We believe Biodesix (BDSX) offers an interesting risk/reward. This is a data-driven diagnostics company that has developed a proprietary AI platform called the Diagnostic Cortex to discover innovative diagnostic tests for clinical use, with particular focus on the lung.

The particular problem that their platform solves is what researchers call ‘overfitting’: this is when machine learning-based biological discoveries cannot be repeated or assessed in additional specimen cohorts (ie. the machine can identify something in a genomic dataset but not in a proteomics dataset). 

We recently had a call with management and believe the company is hitting an interesting inflection point over the medium term as the company is facing a few key catalysts into 2022:

1. Re-ignited volumes: As pulmonologists and clinics open up, this will reignite lung based diagnostic testing volumes away from Covid tests. 

2. Salesforce expansion: The company raised $64 million in its IPO on Oct. 2020 which will be used to double the salesforce by the end of the year. Travel restrictions and delayed ramp up were all headwinds in the beginning of the year but that should subside in the back half.

3. Biopharm services: The reopening of clinics and non-Covid testing means the reopening of clinical trials at biopharmaceutical companies. The biopharm segment is a higher margin segment than their diagnostic business.

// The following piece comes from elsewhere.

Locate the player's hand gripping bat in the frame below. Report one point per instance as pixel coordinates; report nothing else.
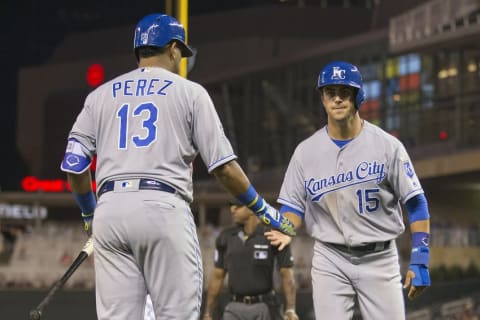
(36, 313)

4. New innovative tests: The more data collected from patients and biopharm companies means more data into their AI platform which means more tests. The company has launched multiple new tests since the beginning of the year and launched a Covid test in record time late last year. This also means they will be able to collect new data and create partnerships with other providers (ie. Datavant).

5. Competition: Most of their tests have no real competition from other diagnostic companies.

On the back of a near 60% drawdown a few weeks ago, the company traded at a little under 7.9x next year's revenues; Guardant Health (GH), which is somewhat of a comparable, trades at a much higher valuation) and should see meaningful revenue growth in the coming years.

Their unique platform flywheel coupled with their agility when launching new tests and upcoming catalysts should lead to a much higher valuation as the company progresses up its S-curve growth runway.